Carper is the main sponsor of an amendment that is backed by
10 other centrist Democrats and Republicans. The question of how much power the
federal government should have to preempt state officials is at the heart of
efforts to set up a new consumer financial protection regulator.
The administration, most Democrats and consumer advocates
have pushed for more than a year to give greater power to the states to pursue
tougher standards than the new federal consumer regulator. They argue that in
recent years, particularly since 2004, the federal government has too often
overridden state law.
Republicans have resisted those efforts and have favored
retaining current law on preemption.
The financial industry argues in favor of keeping current
law and says greater powers for state attorneys general would hurt consumers by
forcing banks to comply with myriad state rules.

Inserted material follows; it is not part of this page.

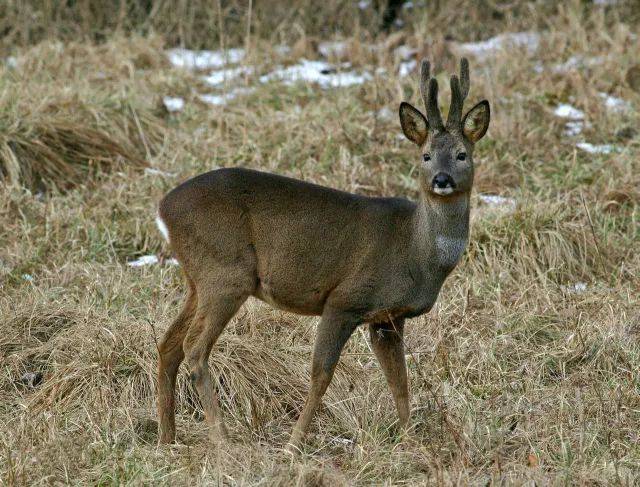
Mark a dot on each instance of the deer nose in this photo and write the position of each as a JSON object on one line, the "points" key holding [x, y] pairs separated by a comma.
{"points": [[443, 180]]}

“We’re not asking for any reduction in power granted to
state attorneys general,” said Richard Hunt, president of the Consumer Bankers
Association.
Hunt said the White House’s push “tells me that the
administration has so little confidence in their new consumer agency.”
“They are requesting additional enforcement authority from
the states,” he said.
The Carper amendment would seek to limit state regulators
from enforcing consumer regulations on national banks and their subsidiaries.
Carper’s amendment would also remove a requirement in the pending Senate
legislation that would require the Office of the Comptroller of the Currency to
find in federal law a “substantive standard” on the type of regulation before
the office moves to preempt.
“Carper’s amendment is designed like Darth Vader’s Deathstar, to destroy consumer protection,” said Ed Mierzwinski, of U.S. Public Interest Research Group.
Carper is joined by a bipartisan group of senators,
including Sens. Lamar Alexander (R-Tenn.), Evan Bayh (D-Ind.), Saxby Chambliss
(R-Ga.), Bob Corker (R-Tenn.), John Ensign (R-Nev.), Michael Enzi (R-Wyo.),
Johnny Isakson (R-Ga.), Tim Johnson (D-S.D.), John Thune (R-S.D.), George
Voinovich (R-Ohio) and Mark Warner (D-Va.).